Budget office distorts statistics on Alaska doctors, pitching false evidence for stopping medical training

The Dunleavy administration hasn’t distinguished itself with an ability to provide accurate interpretations of statistics. In some cases, this appears to be deliberate, such as with the misleading reports about the University of Alaska.

The latest evidence about misusing math comes with the plan to eliminate $3.1 million that helps young Alaskans become doctors.

The Dunleavy analysis presented to the public states that the number of doctors returning to Alaska has declined and the program is ineffective.

“From calendar year 2014 through calendar year 2018, the percent of graduates practicing in Alaska has decreased from 84 percent to 61 percent,” the state claims.

A backup document to the so-called “Honest Budget,” claims, “The WWAMI program has not proven effective at meeting the demand for new physicians, despite a significant state investment over the years.”

But the numbers in the analysis are inaccurate, according to the administrators of the WWAMI program in Seattle.

The 84 percent figure was larger because the calculation included Alaska students and students from other WWAMI states who ended up in Alaska, while the 61 percent figure included Alaska students only, according to WWAMI. This needs to be corrected to provide an honest picture.

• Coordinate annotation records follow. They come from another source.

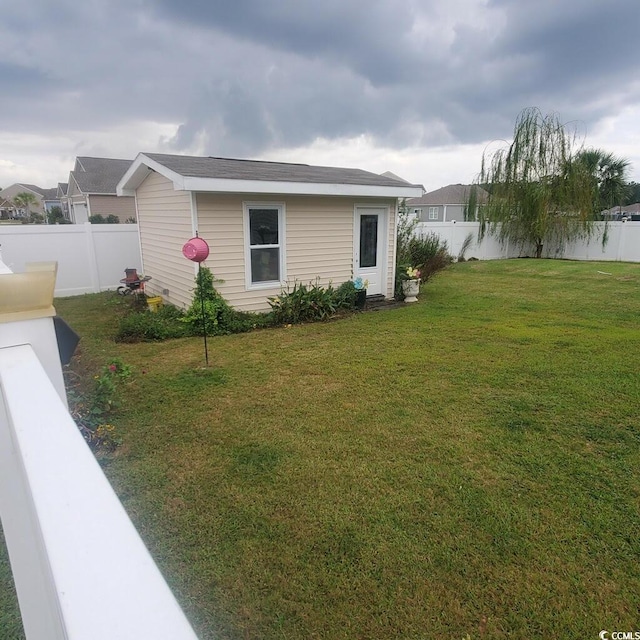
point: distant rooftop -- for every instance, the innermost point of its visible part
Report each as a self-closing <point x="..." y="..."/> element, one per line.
<point x="451" y="194"/>
<point x="99" y="175"/>
<point x="235" y="169"/>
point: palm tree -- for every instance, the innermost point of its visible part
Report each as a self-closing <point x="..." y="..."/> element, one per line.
<point x="24" y="200"/>
<point x="609" y="175"/>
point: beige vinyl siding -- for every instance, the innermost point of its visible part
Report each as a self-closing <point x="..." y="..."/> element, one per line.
<point x="391" y="252"/>
<point x="318" y="242"/>
<point x="164" y="219"/>
<point x="122" y="206"/>
<point x="73" y="188"/>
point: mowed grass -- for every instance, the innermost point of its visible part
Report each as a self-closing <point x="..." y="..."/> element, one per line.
<point x="465" y="465"/>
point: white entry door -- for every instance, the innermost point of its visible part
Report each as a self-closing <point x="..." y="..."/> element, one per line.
<point x="370" y="247"/>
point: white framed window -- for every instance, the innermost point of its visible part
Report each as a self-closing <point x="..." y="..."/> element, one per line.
<point x="264" y="244"/>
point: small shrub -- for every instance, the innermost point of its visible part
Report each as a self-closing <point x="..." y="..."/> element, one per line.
<point x="304" y="303"/>
<point x="345" y="295"/>
<point x="219" y="317"/>
<point x="144" y="326"/>
<point x="93" y="410"/>
<point x="428" y="254"/>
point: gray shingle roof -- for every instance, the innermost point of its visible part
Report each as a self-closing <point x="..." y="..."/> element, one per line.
<point x="50" y="194"/>
<point x="33" y="187"/>
<point x="221" y="168"/>
<point x="99" y="175"/>
<point x="452" y="194"/>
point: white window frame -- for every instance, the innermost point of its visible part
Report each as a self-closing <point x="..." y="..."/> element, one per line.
<point x="247" y="206"/>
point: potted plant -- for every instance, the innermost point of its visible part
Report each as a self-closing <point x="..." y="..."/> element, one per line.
<point x="410" y="283"/>
<point x="360" y="286"/>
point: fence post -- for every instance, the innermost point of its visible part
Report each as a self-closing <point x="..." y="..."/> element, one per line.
<point x="91" y="253"/>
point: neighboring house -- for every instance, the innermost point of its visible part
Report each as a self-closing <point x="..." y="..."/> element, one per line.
<point x="63" y="188"/>
<point x="268" y="225"/>
<point x="629" y="212"/>
<point x="46" y="199"/>
<point x="390" y="174"/>
<point x="92" y="189"/>
<point x="444" y="205"/>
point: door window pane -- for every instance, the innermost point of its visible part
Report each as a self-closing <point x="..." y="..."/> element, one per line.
<point x="263" y="226"/>
<point x="368" y="240"/>
<point x="265" y="265"/>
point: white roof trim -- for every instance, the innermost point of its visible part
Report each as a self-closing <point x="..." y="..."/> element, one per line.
<point x="143" y="165"/>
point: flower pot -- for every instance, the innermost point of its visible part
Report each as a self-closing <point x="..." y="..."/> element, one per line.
<point x="361" y="299"/>
<point x="411" y="288"/>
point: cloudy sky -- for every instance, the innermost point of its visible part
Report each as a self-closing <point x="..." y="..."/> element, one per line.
<point x="417" y="87"/>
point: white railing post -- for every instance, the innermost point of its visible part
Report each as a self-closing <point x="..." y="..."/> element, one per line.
<point x="80" y="569"/>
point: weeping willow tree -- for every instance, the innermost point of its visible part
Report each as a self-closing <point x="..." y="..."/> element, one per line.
<point x="539" y="194"/>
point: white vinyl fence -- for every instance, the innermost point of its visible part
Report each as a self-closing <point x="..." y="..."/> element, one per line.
<point x="90" y="257"/>
<point x="623" y="242"/>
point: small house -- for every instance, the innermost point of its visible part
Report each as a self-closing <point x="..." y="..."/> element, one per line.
<point x="91" y="190"/>
<point x="447" y="204"/>
<point x="267" y="224"/>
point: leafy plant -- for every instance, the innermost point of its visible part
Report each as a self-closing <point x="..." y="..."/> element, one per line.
<point x="304" y="303"/>
<point x="143" y="326"/>
<point x="345" y="295"/>
<point x="219" y="317"/>
<point x="55" y="216"/>
<point x="92" y="411"/>
<point x="541" y="193"/>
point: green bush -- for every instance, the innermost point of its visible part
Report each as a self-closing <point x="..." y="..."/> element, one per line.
<point x="144" y="326"/>
<point x="429" y="254"/>
<point x="304" y="303"/>
<point x="345" y="295"/>
<point x="219" y="317"/>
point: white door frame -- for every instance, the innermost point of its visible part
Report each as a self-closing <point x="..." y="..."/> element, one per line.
<point x="377" y="276"/>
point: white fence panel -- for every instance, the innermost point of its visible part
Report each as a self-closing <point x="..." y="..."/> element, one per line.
<point x="90" y="257"/>
<point x="623" y="242"/>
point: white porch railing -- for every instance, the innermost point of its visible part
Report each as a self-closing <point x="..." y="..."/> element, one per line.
<point x="80" y="568"/>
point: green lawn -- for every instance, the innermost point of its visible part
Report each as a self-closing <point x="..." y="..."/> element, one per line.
<point x="466" y="465"/>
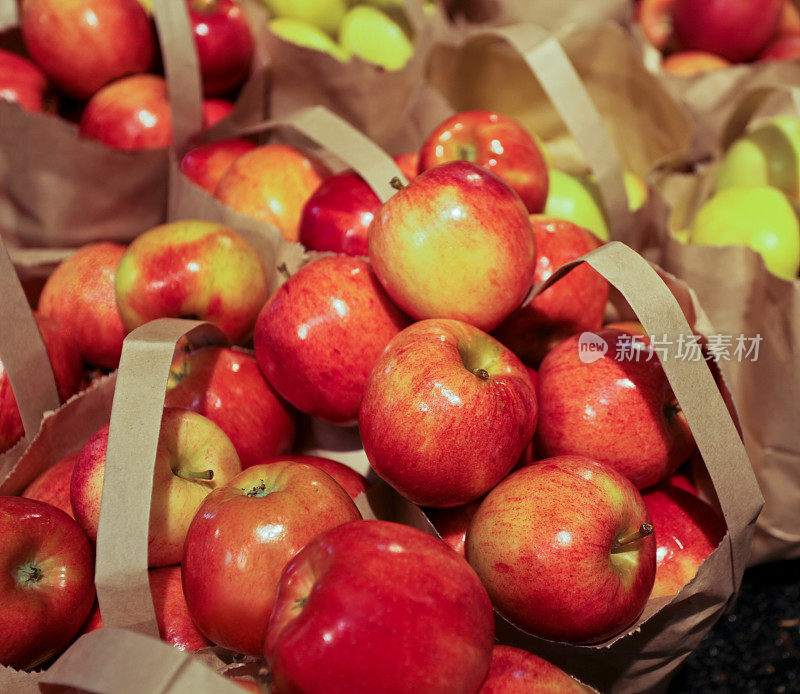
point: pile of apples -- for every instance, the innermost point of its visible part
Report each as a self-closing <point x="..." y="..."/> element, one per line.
<point x="94" y="61"/>
<point x="551" y="478"/>
<point x="757" y="197"/>
<point x="376" y="31"/>
<point x="697" y="35"/>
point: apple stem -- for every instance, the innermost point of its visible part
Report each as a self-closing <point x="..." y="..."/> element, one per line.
<point x="644" y="530"/>
<point x="196" y="474"/>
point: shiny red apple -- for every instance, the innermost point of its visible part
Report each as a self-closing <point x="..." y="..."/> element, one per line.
<point x="447" y="411"/>
<point x="455" y="243"/>
<point x="242" y="537"/>
<point x="617" y="408"/>
<point x="83" y="45"/>
<point x="379" y="608"/>
<point x="46" y="581"/>
<point x="495" y="142"/>
<point x="573" y="304"/>
<point x="565" y="550"/>
<point x="320" y="333"/>
<point x="227" y="386"/>
<point x="80" y="295"/>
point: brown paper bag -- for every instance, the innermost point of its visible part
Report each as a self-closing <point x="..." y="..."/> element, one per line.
<point x="58" y="189"/>
<point x="743" y="298"/>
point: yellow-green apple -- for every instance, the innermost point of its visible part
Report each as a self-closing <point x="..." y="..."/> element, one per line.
<point x="690" y="63"/>
<point x="205" y="165"/>
<point x="308" y="35"/>
<point x="241" y="538"/>
<point x="655" y="18"/>
<point x="52" y="485"/>
<point x="768" y="155"/>
<point x="759" y="217"/>
<point x="735" y="29"/>
<point x="80" y="295"/>
<point x="175" y="625"/>
<point x="452" y="523"/>
<point x="381" y="608"/>
<point x="614" y="405"/>
<point x="46" y="581"/>
<point x="447" y="411"/>
<point x="781" y="48"/>
<point x="83" y="45"/>
<point x="375" y="37"/>
<point x="320" y="333"/>
<point x="224" y="44"/>
<point x="348" y="479"/>
<point x="514" y="671"/>
<point x="496" y="142"/>
<point x="66" y="363"/>
<point x="193" y="458"/>
<point x="272" y="183"/>
<point x="22" y="82"/>
<point x="227" y="386"/>
<point x="192" y="269"/>
<point x="455" y="243"/>
<point x="565" y="549"/>
<point x="574" y="304"/>
<point x="325" y="15"/>
<point x="687" y="530"/>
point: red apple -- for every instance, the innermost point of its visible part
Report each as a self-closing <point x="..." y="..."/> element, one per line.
<point x="46" y="581"/>
<point x="785" y="47"/>
<point x="52" y="485"/>
<point x="193" y="458"/>
<point x="734" y="29"/>
<point x="66" y="363"/>
<point x="452" y="523"/>
<point x="564" y="551"/>
<point x="687" y="530"/>
<point x="192" y="269"/>
<point x="227" y="386"/>
<point x="320" y="333"/>
<point x="242" y="537"/>
<point x="574" y="304"/>
<point x="21" y="82"/>
<point x="175" y="626"/>
<point x="455" y="243"/>
<point x="347" y="478"/>
<point x="337" y="216"/>
<point x="495" y="142"/>
<point x="85" y="44"/>
<point x="618" y="409"/>
<point x="380" y="608"/>
<point x="224" y="44"/>
<point x="655" y="18"/>
<point x="272" y="183"/>
<point x="80" y="294"/>
<point x="206" y="164"/>
<point x="447" y="411"/>
<point x="690" y="63"/>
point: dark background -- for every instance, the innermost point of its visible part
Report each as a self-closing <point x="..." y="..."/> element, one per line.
<point x="755" y="648"/>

In 10 minutes of phone calls I was able to learn that something was amiss with the percentages. It’s not clear how the mistake occurred. My guess is this was not a deliberate act, but someone under the temporary budget director should have checked with WWAMI.

A more realistic way to talk about this program is that Alaska has the fourth highest return rate of students in the country, according to the WWAMI administration in Seattle. This is important in a state with a shortage of doctors. The program has been effective and remains so.

The WWAMI letters stand for Washington, Wyoming, Alaska, Montana and Idaho—states that participate in this long-running program at the University of Washington to train more doctors in a region with a scarcity of medical schools.

Alaska, which does not have a medical school, provides a subsidy for 20 Alaskans to attend medical school each year via the University of Washington, with training that starts in Anchorage.

The Alaska students selected for medical school have a tremendous track record of success.

“In the more than 44 years of the program’s existence, only 20 students have not graduated due to various reasons including academic difficulty, personal problems or death. The major component to achieving this target is selecting Alaskans who demonstrate the academic and personal characteristics that are strong indicators of their ability to thrive in the challenging academic setting and their commitment to return and practice in Alaska,” the state said in a performance review during the Walker administration.

Alaska students who do not return to Alaska have to pay back the state to make up for half of their subsidized tuition, creating a strong incentive for doctors to practice in Alaska. There are many WWAMI-trained doctors who have spent their careers in Alaska. There are other WWAMI doctors from other states who decided to make Alaska home. We need to encourage this, not eliminate it.

“The state of Alaska views these subsidies as loans that are repayable once medical education is complete,” the University of Alaska Anchorage tells prospective students.

Alaska WWAMI students pay the equivalent of resident tuition in Washington, so this is hardly a free ride.

About $882,000 a year is returned to the state by doctors who do not return, which reduces the overall state cost by close to 25 percent, according to this 2016 document from the state hospital association.

About 70 percent of the state subsidy gets spent in Alaska. Graduates who spend three years working in rural Alaska or five years in urban Alaska may qualify for loan forgiveness and many remain in Alaska afterward.

“The partnership between the University of Washington School of Medicine and Alaska continues to be a productive and cost-effective approach for meeting the needs of the physician workforce in Alaska,” the hospital group said.

That is what the so-called Honest Budget should say.